His attitude toward her began to change somewhat as time passed, and he found that the balls of thread and the books and papers she had brought with her to the house made excellent bedding materials. Sometimes he peered around the doorway and watched as she flicked a tiny steel hook back and forth and something lacy and soft was made from the threads. He watched as she went to the front door and looked out across the road to the house that had been her home for so many years before. She told the story aloud to herself: she had cared for both her mother and her father there in the big house. Then she would sigh and say, "It's what Papa wanted." She went back to her chair and picked up the hook and thread again; she let it drop onto her lap and hid her face in her hands and sobbed. Her shoulders shook for only a while. She wiped her eyes and picked up the work.
The mouse soon learned that she was a very caring person. If people needed help, she did what she could for them. When company came to her door, they seldom left without something, either a piece of her handiwork or a bottle of sweet smelling perfume. Her nieces and nephews became her children.
As the years passed, the woman stopped chasing the mouse with the broom. He even teased her by running across her bed in broad daylight. She merely scolded him and told him not to do that when she had company. He watched her as she aged and knew her mind did not react as quickly as before. But then, neither did his. She had started to work with larger thread now; her eyesight was failing. It was soft, fuzzy yarn and she made stack upon stack of crocheted squares. She put them together into lovely, warm afghans and laid them, one upon the other, on the back of her couch. She seemed to glow whenever she showed them to her guests, and with much love, she gave an afghan to some very fortunate person.

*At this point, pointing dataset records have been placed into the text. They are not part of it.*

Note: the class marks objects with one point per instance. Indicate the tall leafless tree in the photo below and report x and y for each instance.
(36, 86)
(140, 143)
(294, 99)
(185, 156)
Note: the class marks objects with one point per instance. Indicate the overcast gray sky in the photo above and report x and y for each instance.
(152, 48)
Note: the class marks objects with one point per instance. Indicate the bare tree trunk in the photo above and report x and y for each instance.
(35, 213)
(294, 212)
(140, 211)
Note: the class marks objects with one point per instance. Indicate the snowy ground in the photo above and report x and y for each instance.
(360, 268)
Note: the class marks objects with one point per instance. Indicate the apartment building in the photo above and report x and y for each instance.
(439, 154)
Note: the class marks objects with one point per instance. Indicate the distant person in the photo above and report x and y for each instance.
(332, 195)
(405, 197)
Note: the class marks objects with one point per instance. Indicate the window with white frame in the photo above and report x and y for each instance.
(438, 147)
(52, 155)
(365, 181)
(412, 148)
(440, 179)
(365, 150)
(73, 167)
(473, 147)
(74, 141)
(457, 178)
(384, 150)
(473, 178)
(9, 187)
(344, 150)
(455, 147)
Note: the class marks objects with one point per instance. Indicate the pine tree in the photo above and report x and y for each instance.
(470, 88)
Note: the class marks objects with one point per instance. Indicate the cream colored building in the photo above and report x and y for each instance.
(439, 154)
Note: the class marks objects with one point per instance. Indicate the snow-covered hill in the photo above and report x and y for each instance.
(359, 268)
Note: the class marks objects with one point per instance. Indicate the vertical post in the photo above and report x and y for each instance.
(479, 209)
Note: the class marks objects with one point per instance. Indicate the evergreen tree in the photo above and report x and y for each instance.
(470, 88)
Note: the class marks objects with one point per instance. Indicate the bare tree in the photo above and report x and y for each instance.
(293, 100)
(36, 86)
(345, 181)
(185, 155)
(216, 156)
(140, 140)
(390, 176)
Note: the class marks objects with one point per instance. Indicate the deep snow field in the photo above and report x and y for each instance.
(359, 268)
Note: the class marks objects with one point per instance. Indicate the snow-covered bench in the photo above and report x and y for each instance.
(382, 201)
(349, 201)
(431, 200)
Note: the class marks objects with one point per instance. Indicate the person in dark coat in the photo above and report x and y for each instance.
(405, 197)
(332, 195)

When she reached the age of eighty years, the woman stopped driving and put away the keys to her car. Now she became dependent on someone else to take her to church or to town. Her world grew smaller. Each day she picked up the yarn it looked more blurred than it had the time before. The mouse noticed that she didn't open the chest drawers as often. She only stuffed things in now and then and never took anything out. He snipped bits and pieces of the soft yarn and carried them to cushion his bed. He was aging too. It was becoming more difficult for him to find food because she cooked very little. She crocheted one last square, and rather than compromise the quality of her work for quantity, she put away the steel hook. Using the excuse of being lazy, she covered up the fact that she could no longer see well enough to catch the yarn in a loop. It seemed that a part of her pride went then too.
Life around her became somewhat unreal as she reached the age of 92. It was evident to family members that she didn't always know them. Her condition worsened and she had to be cared for like a little child. And then one night the long journey of life was over for the woman.
As some members of her family sorted through a lifetime of memories, there in a drawer, on a soft mat of shredded paper and yarn, lay a mouse. His journey had ended too.